Our project day on „fables“ took place the 23rd of June 2014. On this day two students of the Goethe University of Frankfurt visited a sixth grade in Offenbach.
Choosing the Topic
The topic was chosen because according to the teacher it was part of the lesson plan at that moment.
Choosing the Method
We decided on the task of producing a role play for the pupils as we thought it would be an interesting way of working with the topic, thus keeping the pupils motivated for the six hours of the project day. While we wanted each pupil to give their best and work in a way comfortable to them, we also wanted to come up with a outcome which represented the group as a whole.
Due to the many different positions to be filled in a role play production we felt as if many different learning styles could be addressed.
Choosing the Fables
We picked the fables based on their lengths and their descriptive settings, as we thought, that it would be helpful for the pupils to have some information on how to perform and design their plays. In the end we came up with The Ant and the Grasshopper as well as The Fox and the Goat by Aesop and also with The Raven and the Fox by La Fontaine.
We shortened and rewrote the fables in order for the pupils to easier understand them.
Agenda of the Project Day
At the beginning of the lesson we divided the pupils into subgroups, which consisted of two make up artists, two stage designers, two actors and one to two presenters. This was achieved through a matching- game, where every pupil received a piece of paper with a short sentence describing either a goat, a raven or a grasshopper. They than had to talk to each other to find out which group they belong to.
Afterwards the actual work on the play began. Each subgroup started to work on their part of the play. The teachers offered help, when needed. Regular breaks were given to allow the pupils total to their mates.
Right before the fifth period everyone went into the Aula to prepare the performances of the plays. For this the three groups had two run-throughs and one final rehearsal in front of their classmates. At the beginning of the sixth period a group of tenth graders joined the group as an audience. The groups were presented with tons of applause and left with pride in their faces.

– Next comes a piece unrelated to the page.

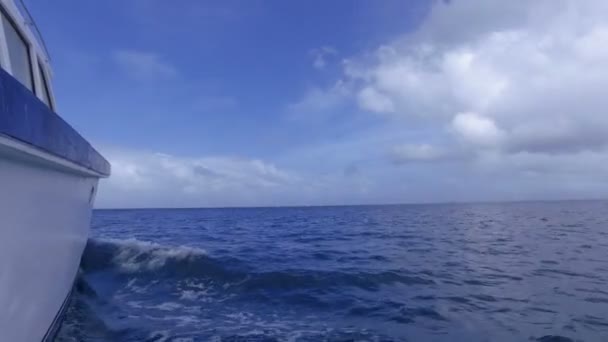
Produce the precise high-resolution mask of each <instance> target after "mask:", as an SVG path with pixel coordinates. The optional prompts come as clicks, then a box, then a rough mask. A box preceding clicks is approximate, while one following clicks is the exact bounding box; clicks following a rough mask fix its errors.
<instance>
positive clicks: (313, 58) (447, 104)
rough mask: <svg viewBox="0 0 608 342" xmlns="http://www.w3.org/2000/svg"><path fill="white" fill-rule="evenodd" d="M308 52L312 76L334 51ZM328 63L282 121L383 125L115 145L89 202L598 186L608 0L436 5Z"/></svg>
mask: <svg viewBox="0 0 608 342" xmlns="http://www.w3.org/2000/svg"><path fill="white" fill-rule="evenodd" d="M310 56H311V57H312V58H313V66H314V67H315V68H317V69H318V72H320V73H321V72H324V71H326V70H327V69H329V68H330V67H331V66H332V65H333V64H335V63H332V65H330V64H329V63H327V60H328V58H330V57H331V58H337V56H336V53H335V50H333V49H325V48H321V49H317V50H313V51H311V52H310ZM116 57H117V61H119V62H120V63H121V64H123V65H125V66H130V67H131V68H132V70H133V71H134V72H135V74H140V76H142V75H156V76H162V77H167V76H171V75H175V74H176V71H175V70H173V69H172V68H171V67H170V66H168V65H165V64H164V63H163V61H162V59H160V58H159V57H157V56H155V55H147V54H143V55H142V54H138V53H132V52H123V53H121V54H118V55H117V56H116ZM339 68H340V69H339V70H337V71H338V72H337V73H336V74H338V75H339V76H338V77H337V78H336V79H334V80H333V81H332V82H331V85H330V86H328V87H323V86H322V85H317V86H314V87H312V88H310V90H309V91H308V92H306V93H305V94H303V96H302V98H301V99H300V100H299V101H295V102H294V103H293V104H291V105H289V106H287V110H286V114H285V116H286V117H287V119H289V120H292V121H294V122H296V123H299V124H301V125H302V127H305V126H306V125H308V124H310V122H311V121H314V123H315V124H321V125H322V124H323V123H324V122H325V123H326V124H327V122H329V121H330V120H334V121H333V122H335V120H336V118H335V115H334V114H335V113H339V114H340V115H339V118H340V119H344V120H349V119H348V118H349V117H350V118H352V117H353V116H354V115H357V116H361V115H367V116H368V117H370V118H375V119H376V121H375V122H381V124H376V126H374V128H373V129H372V128H369V129H367V128H365V127H364V128H362V129H361V130H360V132H358V134H351V135H349V136H347V137H340V138H339V139H337V140H336V141H333V142H325V143H323V144H318V145H315V144H311V145H310V146H307V147H306V148H299V149H293V150H292V151H291V152H289V153H287V155H279V156H268V157H267V158H265V160H261V159H256V158H243V157H241V158H235V157H229V156H214V157H210V156H202V157H192V158H189V157H187V158H186V157H176V156H172V155H166V154H159V153H151V152H142V151H125V150H120V149H118V150H115V151H113V152H112V153H109V156H110V159H111V161H112V163H113V169H114V175H113V177H112V178H111V179H110V180H109V181H108V182H106V184H105V187H102V192H101V193H100V206H114V207H116V206H118V207H120V206H131V207H133V206H140V207H145V206H156V207H158V206H165V207H175V206H233V205H289V204H338V203H345V204H350V203H383V202H384V203H386V202H432V201H434V202H442V201H471V200H514V199H543V198H544V199H557V198H596V197H606V196H608V185H607V184H608V113H607V112H606V110H607V109H606V108H608V97H607V96H606V95H605V94H604V93H605V89H608V2H606V1H603V0H587V1H579V0H538V1H525V0H516V1H502V0H486V1H478V0H453V1H435V2H434V3H433V6H432V9H431V11H430V13H429V14H428V17H427V18H426V19H425V20H424V21H423V23H422V25H421V26H420V27H419V28H418V29H416V30H415V31H413V32H408V33H406V34H404V35H402V36H401V37H398V39H394V40H391V41H387V42H385V43H384V44H382V45H381V46H378V47H376V48H374V49H372V50H370V51H362V52H361V53H360V54H357V55H354V56H351V57H349V58H347V59H344V60H343V62H342V63H341V66H339ZM345 111H349V112H348V113H346V114H352V115H351V116H348V115H345ZM350 111H354V112H353V113H351V112H350ZM319 113H322V115H319ZM323 113H324V114H323ZM293 119H296V120H293ZM312 119H314V120H312ZM303 129H304V128H303Z"/></svg>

After the performances, we wanted the pupils to line up in front of the stage for the evaluation of the Project-Day. They should line up on a “smiley-bar”; on the left, from very good to good and on the right from bad to very bad. Each pupil should decide on its own and give a feedback by positioning oneself.
When we asked them, "How did you like the project day?”, he majority has set up on the left side in the very good to good area.
However, there were some problems in the English-understandings of pupils among themselves. That’s why many have set up on the right.
Suggestions for improvement from the pupils were to get more time and that the pupils speak more clearly.
On the whole, the project day is still very well received by the students, such as student A. finally asked the English teacher: "Can’t we do something like that more often?"
For us it was a very successful project day with excellent results. Every single student has made a contribution, and thus brought the group project to success.
Unfortunately, there were problems with the premises, since we did not have enough rooms. But even here, the students have helped themselves and found solutions.